Betrunkene Fahrerin verursacht in Wismar Unfallserie mit 2,8 Promille und flüchtet
Eine 54-jährige Pkw-Fahrerin hat am Mittwochabend in Wismar unter starkem Alkoholeinfluss eine regelrechte Unfallserie verursacht und anschließend versucht, sich aus dem Staub zu machen. Die Polizei konnte die Frau jedoch stellen und ermittelt nun unter anderem wegen Unfallflucht und Trunkenheit am Steuer.
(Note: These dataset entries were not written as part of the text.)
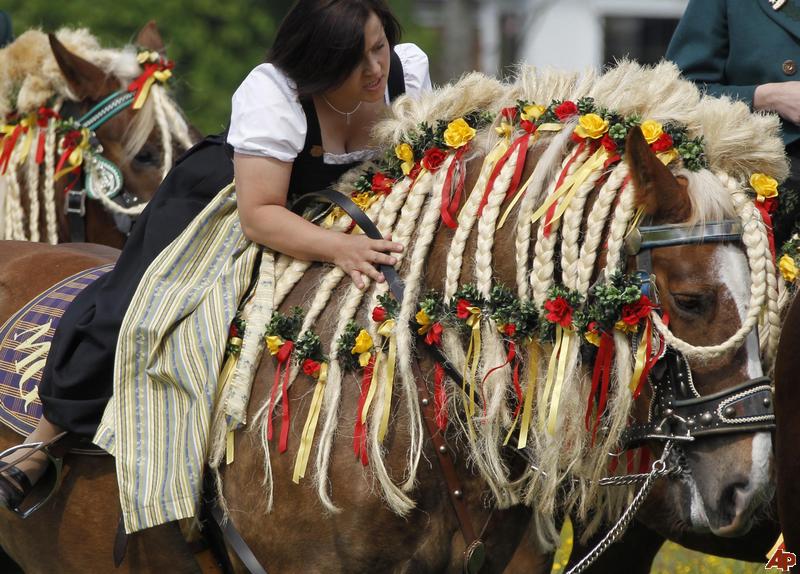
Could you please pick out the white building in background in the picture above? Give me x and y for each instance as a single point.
(568, 34)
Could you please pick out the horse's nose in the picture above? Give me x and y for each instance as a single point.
(734, 508)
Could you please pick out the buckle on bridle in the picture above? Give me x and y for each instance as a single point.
(75, 202)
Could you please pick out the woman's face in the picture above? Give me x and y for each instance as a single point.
(367, 82)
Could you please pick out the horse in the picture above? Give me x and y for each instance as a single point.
(83, 150)
(380, 501)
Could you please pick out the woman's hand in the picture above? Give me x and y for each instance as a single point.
(783, 98)
(359, 255)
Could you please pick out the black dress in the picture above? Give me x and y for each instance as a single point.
(77, 380)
Sechs Fahrzeuge beschädigt – Zeuge verhindert weitere Flucht
Die betrunkene Fahrerin hatte zunächst in der Straße „Am Salzhaff“ drei parkende Fahrzeuge touchiert und sich danach einfach entfernt. Auf ihrem weiteren Weg in Richtung An der Koggenoor kollidierte ihr Auto dann mit zwei weiteren parkenden Pkw sowie einem Motorrad. Ein aufmerksamer Zeuge beobachtete, wie die Frau ihr Fahrzeug ein Stück entfernt abstellte, und alarmierte sofort die Polizei. Der Zeuge hinderte die Fahrerin zudem daran, erneut zu flüchten, bis die Beamten eintrafen.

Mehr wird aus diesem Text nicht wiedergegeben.